We are asked to show:
if a random variable sequence $X_n \to +\infty $ almost surely then $ P(X_n < M \text{ i.o}) = 0 \ \forall \ M \gt 0$
I try show this using $E(X_n) = \infty $
$E(X_n) = \int_{X_n < M} X_n dP + \int_{X_n \ge M} X_n dP= \infty$
$\int_{X_n < M} X_n dP \le M\int_{A_n: (X_n < M)}dP \le M\sum P(A_n)$
Since $M\sum P(A_n) \le \infty \implies P(A_n \text{ i.o}) = 0$ by Borell Cantelli I.
I'm not sure if the above is correct though.
Best Answer
You don't need anything like an integral or an expectation for this.
If $X_n\to \infty$, then with probability one $X_n\ge M$ eventually so with probability zero $X_n<M$ infinitely often.
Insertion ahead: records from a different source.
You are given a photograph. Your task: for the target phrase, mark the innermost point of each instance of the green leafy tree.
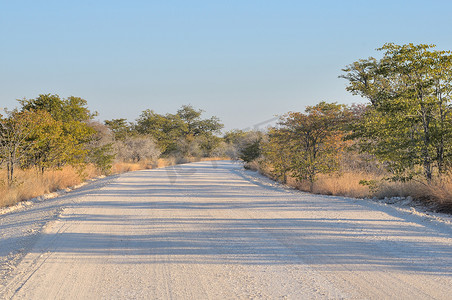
(251, 151)
(16, 130)
(278, 154)
(314, 140)
(165, 129)
(120, 128)
(408, 124)
(70, 147)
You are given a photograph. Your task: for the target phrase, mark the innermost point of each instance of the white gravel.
(211, 230)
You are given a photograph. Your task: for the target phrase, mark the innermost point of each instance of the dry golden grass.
(121, 167)
(437, 192)
(30, 183)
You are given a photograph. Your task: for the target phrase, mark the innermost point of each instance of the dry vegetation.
(437, 194)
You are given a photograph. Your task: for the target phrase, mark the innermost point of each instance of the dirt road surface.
(211, 230)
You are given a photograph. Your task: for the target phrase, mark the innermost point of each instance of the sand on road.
(211, 230)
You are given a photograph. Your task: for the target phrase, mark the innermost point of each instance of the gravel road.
(211, 230)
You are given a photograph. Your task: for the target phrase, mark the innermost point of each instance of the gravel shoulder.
(211, 230)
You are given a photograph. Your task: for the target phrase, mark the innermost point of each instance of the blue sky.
(243, 61)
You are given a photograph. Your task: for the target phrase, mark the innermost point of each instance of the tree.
(277, 153)
(408, 124)
(197, 126)
(120, 128)
(164, 129)
(72, 114)
(314, 140)
(251, 151)
(16, 131)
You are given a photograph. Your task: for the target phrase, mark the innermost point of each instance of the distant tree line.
(50, 132)
(406, 127)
Formally, let $M > 0$. Then we know that $$\{\omega \in \Omega: \lim_n X_n(\omega) = \infty\}\subseteq \{\omega \in \Omega: X_n(\omega) \ge M \mathrm{\ eventually}\}$$
Hence, $$\mathbb{P}\{\omega \in \Omega: X_n(\omega) \ge M \mathrm{\ eventually}\} = 1.$$ Next, note that $$\{\omega \in \Omega: X_n(\omega) \ge M \mathrm{\ eventually}\}^c = \{\omega \in \Omega: X_n(\omega) < M \mathrm{\ infinitely \ often}\}$$ and thus $$\mathbb{P}\{\omega \in \Omega: X_n(\omega) < M \mathrm{\ infinitely \ often}\} = 1- \mathbb{P}\{\omega \in \Omega: X_n(\omega) \ge M \mathrm{\ eventually}\} = 0$$ as desired.